Settings
General
Inference perameters
Inference parameters are NOT configured through any individual agent.
Please see the Inference presets section for more information on how to configure inference parameters.
Client
The text-generation client to use for conversation generation.
Auto Break Repetition
If checked and talemate detects a repetitive response (based on a threshold), it will automatically re-generate the resposne with increased randomness parameters.
Natural Flow
When there are multiple characters in the scene, this will help the AI to keep the conversation flowing naturally, making sure turns are somewhat evenly distributed, and also checking that the most relevant character gets the next turn, based on the context.
Max. Auto turns
Maximum turns the AI gets in succession, before the player gets a turn no matter what.
Max. Idle turns
The maximum number of turns a character can go without speaking before the AI will force them to speak.
Generation
Format
The dialogue format as the AI will see it.

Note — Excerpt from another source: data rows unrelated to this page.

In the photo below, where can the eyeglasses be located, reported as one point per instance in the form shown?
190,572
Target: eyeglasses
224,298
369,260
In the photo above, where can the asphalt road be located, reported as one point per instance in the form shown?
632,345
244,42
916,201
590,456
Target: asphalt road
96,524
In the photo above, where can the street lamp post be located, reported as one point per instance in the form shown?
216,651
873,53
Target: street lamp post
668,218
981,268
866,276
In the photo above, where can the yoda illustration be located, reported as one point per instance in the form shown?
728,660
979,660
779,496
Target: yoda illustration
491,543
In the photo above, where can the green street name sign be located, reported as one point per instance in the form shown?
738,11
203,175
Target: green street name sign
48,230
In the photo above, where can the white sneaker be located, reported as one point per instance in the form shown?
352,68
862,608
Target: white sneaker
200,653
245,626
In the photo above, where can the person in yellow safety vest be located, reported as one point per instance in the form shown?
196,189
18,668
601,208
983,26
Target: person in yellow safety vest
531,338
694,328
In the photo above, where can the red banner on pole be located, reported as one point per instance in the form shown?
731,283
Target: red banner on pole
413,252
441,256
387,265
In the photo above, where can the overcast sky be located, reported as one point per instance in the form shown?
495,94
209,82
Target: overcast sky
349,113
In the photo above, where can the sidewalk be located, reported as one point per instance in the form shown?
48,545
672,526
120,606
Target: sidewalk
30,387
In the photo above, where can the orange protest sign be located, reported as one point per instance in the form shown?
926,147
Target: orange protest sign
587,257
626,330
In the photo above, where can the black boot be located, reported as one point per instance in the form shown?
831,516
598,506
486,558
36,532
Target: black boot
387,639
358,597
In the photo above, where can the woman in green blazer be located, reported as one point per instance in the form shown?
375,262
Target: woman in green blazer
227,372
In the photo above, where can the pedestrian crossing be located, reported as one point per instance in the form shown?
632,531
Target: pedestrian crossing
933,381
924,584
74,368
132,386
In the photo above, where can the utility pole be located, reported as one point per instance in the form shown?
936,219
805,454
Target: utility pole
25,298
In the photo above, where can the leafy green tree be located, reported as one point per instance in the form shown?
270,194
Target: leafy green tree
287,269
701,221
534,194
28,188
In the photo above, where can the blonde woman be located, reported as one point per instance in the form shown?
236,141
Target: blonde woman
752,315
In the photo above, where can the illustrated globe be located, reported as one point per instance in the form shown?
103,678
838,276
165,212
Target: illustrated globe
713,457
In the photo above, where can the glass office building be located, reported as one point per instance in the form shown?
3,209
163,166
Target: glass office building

This currently comes in two choices:
Screenplay
Chat (legacy)
Visually this will make no difference to what you see, it may however affect how the AI interprets the dialogue.
Generation Length
The maximum length of the generated dialogue. (tokens)
Jiggle
The amount of randomness to apply to the generation. This can help to avoid repetitive responses.
Task Instructions
Extra instructions for the generation. This should be short and generic as it will be applied for all characters. This will be appended to the existing task instrunctions in the conversation prompt BEFORE the conversation history.
Actor Instructions
General, broad isntructions for ALL actors in the scene. This will be appended to the existing actor instructions in the conversation prompt AFTER the conversation history.
Actor Instructions Offset
If > 0 will offset the instructions for the actor (both broad and character specific) into the history by that many turns. Some LLMs struggle to generate coherent continuations if the scene is interrupted by instructions right before the AI is asked to generate dialogue. This allows to shift the instruction backwards.
Long Term Memory
If enabled will inject relevant information into the context using relevancy through the Memory Agent.
Context Retrieval Method
What method to use for long term memory selection
Context queries based on recent context
- will take the last 3 messages in the scene and select relevant context from them. This is the fastest method, but may not always be the most relevant.Context queries generated by AI
- will generate a set of context queries based on the current scene and select relevant context from them. This is slower, but may be more relevant.AI compiled questions and answers
- will use the AI to generate a set of questions and answers based on the current scene and select relevant context from them. This is the slowest, and not necessarily better than the other methods.
Number of queries
This settings means different things depending on the context retrieval method.
- For
Context queries based on recent context
this is the number of messages to consider. - For
Context queries generated by AI
this is the number of queries to generate. - For
AI compiled questions and answers
this is the number of questions to generate.
Answer length
The maximum response length of the generated answers.
Cache
Enables the agent wide cache of the long term memory retrieval. That means any agents that share the same long term memory settings will share the same cache. This can be useful to reduce the number of queries to the memory agent.